The coating film properties after curing are shown in Tables 6-7.

[Effects of the Invention] As explained above in the Examples and Comparative Examples, in the conductive paste using a polyimide resin as a binder, the specific solvent component is used, and the paste is soluble in such solvents, By using a highly heat-resistant thermosetting polyimide resin with a small imide group equivalent as a component, the storage stability of the paste is improved, making it suitable for screen printing.
The printability was very good, and continuous printing could be carried out in the same manner as other thick film pastes.

Furthermore, the properties of the cured coating film are equivalent to or better than those of thick film paste using glass frit as a binder.
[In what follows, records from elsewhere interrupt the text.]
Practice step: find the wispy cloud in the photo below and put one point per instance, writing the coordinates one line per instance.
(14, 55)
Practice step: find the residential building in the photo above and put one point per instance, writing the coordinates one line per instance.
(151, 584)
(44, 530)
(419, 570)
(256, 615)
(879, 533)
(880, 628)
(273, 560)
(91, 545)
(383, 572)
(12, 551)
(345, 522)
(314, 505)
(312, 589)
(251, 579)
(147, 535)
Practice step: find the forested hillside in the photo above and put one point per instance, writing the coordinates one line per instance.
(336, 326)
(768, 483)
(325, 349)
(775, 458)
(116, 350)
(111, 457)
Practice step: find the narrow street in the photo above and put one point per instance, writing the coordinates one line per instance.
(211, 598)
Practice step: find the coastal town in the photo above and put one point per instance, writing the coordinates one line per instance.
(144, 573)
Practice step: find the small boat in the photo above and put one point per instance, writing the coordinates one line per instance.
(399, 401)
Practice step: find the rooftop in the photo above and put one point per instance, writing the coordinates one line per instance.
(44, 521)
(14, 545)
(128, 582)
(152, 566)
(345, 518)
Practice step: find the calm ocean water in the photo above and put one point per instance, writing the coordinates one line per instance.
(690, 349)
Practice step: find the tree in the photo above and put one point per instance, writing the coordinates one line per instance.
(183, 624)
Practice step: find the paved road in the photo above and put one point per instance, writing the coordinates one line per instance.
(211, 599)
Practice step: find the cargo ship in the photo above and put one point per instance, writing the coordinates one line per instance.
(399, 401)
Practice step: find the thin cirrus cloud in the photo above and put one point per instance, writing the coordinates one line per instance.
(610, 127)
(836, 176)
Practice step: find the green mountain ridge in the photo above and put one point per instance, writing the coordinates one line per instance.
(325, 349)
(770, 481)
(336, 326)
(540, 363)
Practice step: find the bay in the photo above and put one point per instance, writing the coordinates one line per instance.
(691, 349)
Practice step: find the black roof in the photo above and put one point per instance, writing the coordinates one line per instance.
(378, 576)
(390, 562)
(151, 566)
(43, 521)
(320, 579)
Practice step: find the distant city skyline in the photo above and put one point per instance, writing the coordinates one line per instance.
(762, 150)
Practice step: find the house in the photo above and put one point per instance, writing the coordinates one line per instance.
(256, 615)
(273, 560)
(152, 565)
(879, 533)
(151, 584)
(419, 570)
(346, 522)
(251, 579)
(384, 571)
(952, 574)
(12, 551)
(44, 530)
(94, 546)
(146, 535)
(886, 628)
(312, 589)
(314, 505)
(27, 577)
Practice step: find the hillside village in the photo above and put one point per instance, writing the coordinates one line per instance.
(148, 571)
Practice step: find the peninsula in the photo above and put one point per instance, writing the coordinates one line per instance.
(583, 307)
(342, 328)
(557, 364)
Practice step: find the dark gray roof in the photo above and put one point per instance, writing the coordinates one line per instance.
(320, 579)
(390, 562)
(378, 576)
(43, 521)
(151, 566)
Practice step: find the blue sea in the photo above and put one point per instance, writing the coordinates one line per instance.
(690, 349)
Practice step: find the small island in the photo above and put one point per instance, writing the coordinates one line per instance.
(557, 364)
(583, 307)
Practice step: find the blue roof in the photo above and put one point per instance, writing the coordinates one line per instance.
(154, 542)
However, with the conductive paste of the present invention, compared to the conventional conductive paste using glass frit as a binder, which was limited to ceramic substrates,
Its applications have expanded to include heat-resistant organic substrates mainly made of polyimide resin, and even glass substrates, and of course it is also versatile for ceramic substrates of all types.

Patent applicant: Hakutokaji Co., Ltd. (3 other people)

Claims (2)

[Claims] 1. In a conductive paste for forming circuits and electrodes, which is mainly composed of (A) a solvent, (B) a thermosetting resin (binder), and (C) a conductive metal powder, (A) the solvent is ethylene glycol monophenyl. The thermosetting resin (B) is composed of at least one solvent selected from the group consisting of ether, propylene glycol monophenyl ether, ethylene glycol monobenzyl ether, and 2-phenoxyethyl acetate. at least 10wt in
% or more of polyimide resin as a component, and (C) conductive metal powder consisting of gold, silver, palladium, copper, nickel, aluminum, or an alloy of these. 1. A printed conductive paste comprising one or more types of conductive metal powder as a component. 2. (A) As a solvent, ethylene glycol monophenyl ether, propylene glycol monophenyl ether, ethylene glycol monobenzyl ether, 2-
A claim in which at least one solvent selected from the group consisting of phenoxyethyl acetate and at least one solvent selected from the group consisting of diethylene glycol monobutyl ether acetate, 2-butoxyethyl acetate, diethylene glycol dibutyl ether, and ethylene glycol dibutyl ether are used together. Item 1. Printed conductive paste according to item 1.